Life Lessons From A Guava
Wednesday, May 4, 2005
As you all know, I am a huge fan of Dooce and lately she's been talking a lot about poop. Actually, she talks a lot about it in general. Anyways, this last particular entry, May 4th - The one thing we KNOW she inherited from me made me recollect a distant childhood memory.
I am almost always never constipated and this is the reason why -
Guava happens to be one of my all time favourite fruits. The guava of my youth is not like the genetically modified-strained-deseeded version of today. It was much hardier in the texture of the fruit and the quantities of seeds in the core are endless. Some of the cores would be so densely filled with seeds that if you ate around the fruit, you could use the core as siege weapons, they were so hard.
So naturally, people usually deseeded them before eating them. This being the case, I - being a born contrary person - happened to love eating the fruit in its entirety. My mum always warned me to just eat one with the seeds and the rest without because inevitably whenever it was guava season, mum used to buy them by the bushel. It made more sense as Kelvin and I could plow through twenty in a day. She was afraid it would clog up my system.

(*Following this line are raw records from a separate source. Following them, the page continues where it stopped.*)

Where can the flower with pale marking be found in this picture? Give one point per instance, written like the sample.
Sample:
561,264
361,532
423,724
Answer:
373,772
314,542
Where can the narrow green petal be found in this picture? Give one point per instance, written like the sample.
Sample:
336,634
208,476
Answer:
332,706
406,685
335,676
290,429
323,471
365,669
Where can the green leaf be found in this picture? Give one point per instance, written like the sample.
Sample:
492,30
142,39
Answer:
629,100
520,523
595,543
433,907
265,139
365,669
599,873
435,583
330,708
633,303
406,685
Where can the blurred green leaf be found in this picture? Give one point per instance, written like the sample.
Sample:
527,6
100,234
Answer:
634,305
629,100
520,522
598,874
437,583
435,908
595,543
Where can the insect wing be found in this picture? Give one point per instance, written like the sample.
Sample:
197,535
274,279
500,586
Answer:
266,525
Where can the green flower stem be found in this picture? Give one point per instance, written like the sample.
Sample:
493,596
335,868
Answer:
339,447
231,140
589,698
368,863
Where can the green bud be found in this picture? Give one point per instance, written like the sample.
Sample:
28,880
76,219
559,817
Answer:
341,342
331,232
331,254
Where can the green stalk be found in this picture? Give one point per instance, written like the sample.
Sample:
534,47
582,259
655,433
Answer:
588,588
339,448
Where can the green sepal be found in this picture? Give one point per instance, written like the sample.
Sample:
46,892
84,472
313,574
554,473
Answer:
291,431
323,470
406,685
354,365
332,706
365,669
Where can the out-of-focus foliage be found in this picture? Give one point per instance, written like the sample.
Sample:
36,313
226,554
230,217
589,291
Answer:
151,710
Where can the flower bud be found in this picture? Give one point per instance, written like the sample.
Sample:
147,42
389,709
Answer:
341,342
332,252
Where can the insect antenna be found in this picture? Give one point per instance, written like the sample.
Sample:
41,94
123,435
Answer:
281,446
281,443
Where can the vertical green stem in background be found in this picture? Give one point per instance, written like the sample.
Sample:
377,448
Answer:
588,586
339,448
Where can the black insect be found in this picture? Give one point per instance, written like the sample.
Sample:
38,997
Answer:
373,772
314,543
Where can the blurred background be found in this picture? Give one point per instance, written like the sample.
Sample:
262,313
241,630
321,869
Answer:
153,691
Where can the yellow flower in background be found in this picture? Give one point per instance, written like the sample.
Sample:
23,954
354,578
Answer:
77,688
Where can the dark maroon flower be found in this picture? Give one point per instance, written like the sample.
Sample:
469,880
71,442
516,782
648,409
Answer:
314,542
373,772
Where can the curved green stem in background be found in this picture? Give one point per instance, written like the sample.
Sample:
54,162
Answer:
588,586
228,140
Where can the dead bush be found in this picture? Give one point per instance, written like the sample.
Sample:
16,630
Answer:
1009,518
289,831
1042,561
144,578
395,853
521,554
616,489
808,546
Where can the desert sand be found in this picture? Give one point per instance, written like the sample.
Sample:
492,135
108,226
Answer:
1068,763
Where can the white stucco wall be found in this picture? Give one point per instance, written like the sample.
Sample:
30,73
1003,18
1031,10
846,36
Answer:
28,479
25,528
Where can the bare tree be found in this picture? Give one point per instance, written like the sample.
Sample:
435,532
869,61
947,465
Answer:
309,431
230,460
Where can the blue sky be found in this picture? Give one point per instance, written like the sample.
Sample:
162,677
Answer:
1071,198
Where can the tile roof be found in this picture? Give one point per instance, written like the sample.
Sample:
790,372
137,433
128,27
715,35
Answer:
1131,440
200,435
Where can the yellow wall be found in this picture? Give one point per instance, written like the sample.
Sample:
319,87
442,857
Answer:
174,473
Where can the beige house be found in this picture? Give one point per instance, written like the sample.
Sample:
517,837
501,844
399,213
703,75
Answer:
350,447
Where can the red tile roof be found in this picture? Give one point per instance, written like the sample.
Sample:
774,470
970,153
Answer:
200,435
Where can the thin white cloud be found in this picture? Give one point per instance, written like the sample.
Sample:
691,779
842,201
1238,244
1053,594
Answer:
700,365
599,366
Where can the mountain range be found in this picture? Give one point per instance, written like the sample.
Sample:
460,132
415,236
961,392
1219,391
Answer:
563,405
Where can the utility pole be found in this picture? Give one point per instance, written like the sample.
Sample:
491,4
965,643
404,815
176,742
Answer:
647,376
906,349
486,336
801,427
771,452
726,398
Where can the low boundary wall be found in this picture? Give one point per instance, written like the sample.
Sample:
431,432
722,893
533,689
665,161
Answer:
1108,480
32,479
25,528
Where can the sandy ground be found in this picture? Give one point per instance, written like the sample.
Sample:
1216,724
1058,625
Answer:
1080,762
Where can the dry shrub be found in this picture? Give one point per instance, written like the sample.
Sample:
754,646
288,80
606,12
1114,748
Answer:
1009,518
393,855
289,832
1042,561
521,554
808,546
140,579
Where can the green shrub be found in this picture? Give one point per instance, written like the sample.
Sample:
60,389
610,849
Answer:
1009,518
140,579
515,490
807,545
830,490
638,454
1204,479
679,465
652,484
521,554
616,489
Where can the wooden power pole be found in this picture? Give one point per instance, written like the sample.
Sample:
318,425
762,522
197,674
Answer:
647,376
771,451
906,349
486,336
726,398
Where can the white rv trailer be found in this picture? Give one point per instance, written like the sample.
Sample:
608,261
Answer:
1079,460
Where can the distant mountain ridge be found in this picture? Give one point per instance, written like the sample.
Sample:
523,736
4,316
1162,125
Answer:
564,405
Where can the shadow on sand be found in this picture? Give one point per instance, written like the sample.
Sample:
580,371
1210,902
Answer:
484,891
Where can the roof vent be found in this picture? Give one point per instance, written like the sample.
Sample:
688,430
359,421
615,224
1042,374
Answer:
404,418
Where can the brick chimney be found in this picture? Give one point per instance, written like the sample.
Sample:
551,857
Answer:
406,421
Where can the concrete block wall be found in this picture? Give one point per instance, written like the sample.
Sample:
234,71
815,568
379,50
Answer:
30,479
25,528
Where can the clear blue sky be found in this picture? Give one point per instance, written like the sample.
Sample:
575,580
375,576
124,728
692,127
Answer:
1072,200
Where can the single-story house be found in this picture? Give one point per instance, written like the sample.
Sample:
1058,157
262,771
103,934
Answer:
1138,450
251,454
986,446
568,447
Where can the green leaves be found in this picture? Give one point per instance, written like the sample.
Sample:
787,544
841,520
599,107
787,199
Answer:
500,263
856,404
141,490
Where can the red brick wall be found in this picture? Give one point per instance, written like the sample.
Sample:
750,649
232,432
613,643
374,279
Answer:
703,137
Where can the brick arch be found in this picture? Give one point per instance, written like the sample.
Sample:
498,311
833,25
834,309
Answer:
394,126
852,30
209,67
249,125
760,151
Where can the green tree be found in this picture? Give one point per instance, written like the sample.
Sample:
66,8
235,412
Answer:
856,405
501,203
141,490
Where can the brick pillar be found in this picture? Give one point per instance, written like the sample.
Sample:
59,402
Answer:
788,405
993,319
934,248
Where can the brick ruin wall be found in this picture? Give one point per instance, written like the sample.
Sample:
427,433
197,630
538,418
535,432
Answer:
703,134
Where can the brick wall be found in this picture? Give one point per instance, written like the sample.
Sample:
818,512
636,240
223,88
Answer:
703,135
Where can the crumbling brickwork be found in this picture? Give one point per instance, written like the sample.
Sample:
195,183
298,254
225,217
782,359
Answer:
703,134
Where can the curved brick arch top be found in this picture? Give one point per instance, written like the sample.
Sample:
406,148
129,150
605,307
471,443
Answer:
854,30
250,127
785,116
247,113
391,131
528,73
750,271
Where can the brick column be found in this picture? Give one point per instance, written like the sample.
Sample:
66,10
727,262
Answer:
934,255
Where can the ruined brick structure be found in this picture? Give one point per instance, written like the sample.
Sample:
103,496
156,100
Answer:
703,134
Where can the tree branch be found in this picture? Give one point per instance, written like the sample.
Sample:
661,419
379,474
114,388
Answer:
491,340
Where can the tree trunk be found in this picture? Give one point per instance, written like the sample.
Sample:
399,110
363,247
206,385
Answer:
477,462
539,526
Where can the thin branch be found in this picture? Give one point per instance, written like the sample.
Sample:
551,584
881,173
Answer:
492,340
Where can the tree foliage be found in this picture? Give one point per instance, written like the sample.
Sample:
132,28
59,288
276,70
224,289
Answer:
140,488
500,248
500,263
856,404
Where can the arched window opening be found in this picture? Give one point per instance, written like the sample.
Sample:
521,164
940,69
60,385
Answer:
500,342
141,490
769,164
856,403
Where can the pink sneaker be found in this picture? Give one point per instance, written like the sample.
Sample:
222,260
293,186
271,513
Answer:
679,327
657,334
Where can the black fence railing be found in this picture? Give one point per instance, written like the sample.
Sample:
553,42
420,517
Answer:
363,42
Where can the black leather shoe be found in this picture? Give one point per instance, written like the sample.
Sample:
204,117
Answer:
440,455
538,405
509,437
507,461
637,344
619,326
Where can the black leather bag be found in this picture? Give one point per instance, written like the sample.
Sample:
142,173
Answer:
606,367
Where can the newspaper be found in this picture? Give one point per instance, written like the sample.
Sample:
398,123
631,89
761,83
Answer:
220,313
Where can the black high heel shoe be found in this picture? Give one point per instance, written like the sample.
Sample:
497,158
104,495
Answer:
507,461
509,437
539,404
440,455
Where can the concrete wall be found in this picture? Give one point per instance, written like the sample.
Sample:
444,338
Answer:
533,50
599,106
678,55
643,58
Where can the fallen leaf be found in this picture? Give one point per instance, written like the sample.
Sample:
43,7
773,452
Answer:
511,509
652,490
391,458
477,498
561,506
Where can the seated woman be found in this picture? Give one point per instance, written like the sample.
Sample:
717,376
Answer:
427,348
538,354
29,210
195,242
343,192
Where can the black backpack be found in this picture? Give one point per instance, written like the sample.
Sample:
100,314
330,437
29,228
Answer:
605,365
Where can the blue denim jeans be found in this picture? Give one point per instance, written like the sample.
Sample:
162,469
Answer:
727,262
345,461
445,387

There just happened to be a day where I did eat one too many. I remember it quite well as it also happened to be one of the annual times where my cousins, the Ngs, came to stay with us for two weeks. I was about 8 or 9 years old.
Because there were so many extra people in the house, that prompted my mum to buy more guava than usual. More guava meant me eating more than my usual, seeds and all. Nature soon made its natural course until I had to go take a poop.
My cousin Jo-Ann and I, being a year apart, were inseparable. We were so inseparable that we often kept each other company in the bathroom. I know it sounds weird but all I can say is we were kids. She would bring some comics in and sit on the other side while we chatted.
On the fateful day, I was having a lot of difficulty and experiencing so much pain. After awhile I started whimpering and, Jo being the kind soul that she was, came by to pat my hands and offer support. She would puff breathes with me while I panted.
After what seemed to be an eternity, (that, and the endless knocking by our brothers who had been patiently waiting outside to use the facilities as well) we realized that this was no ordinary poo. I was whole heartedly sobbing by this point and calling for my mama. My cousins, grandma, aunt and uncle were all offering different advise. Finally, my dad (he looked like a giant to me back then) strode into the bathroom and shooed everyone out and (gulp!) administered an enama.
I am glad to say I don't really remember how he did it, so thank goodness for selective memory, but he was my hero that day! I was so relieved to be rid of my burden that no words can truly express the joy I felt after the last of the 30 guava cores popped out.
Poor dad! It seems all my memories of him are of me embarassing him in one way or the other! So needless to say, I now only eat two guava cores and deseed the rest. It's been happily-ever-after in the bathroom since!!
Comments (1)
i so remember that very day. and your screams as your dad administered the enama. i could only imagine HOW it was administered and cringed just outside the door.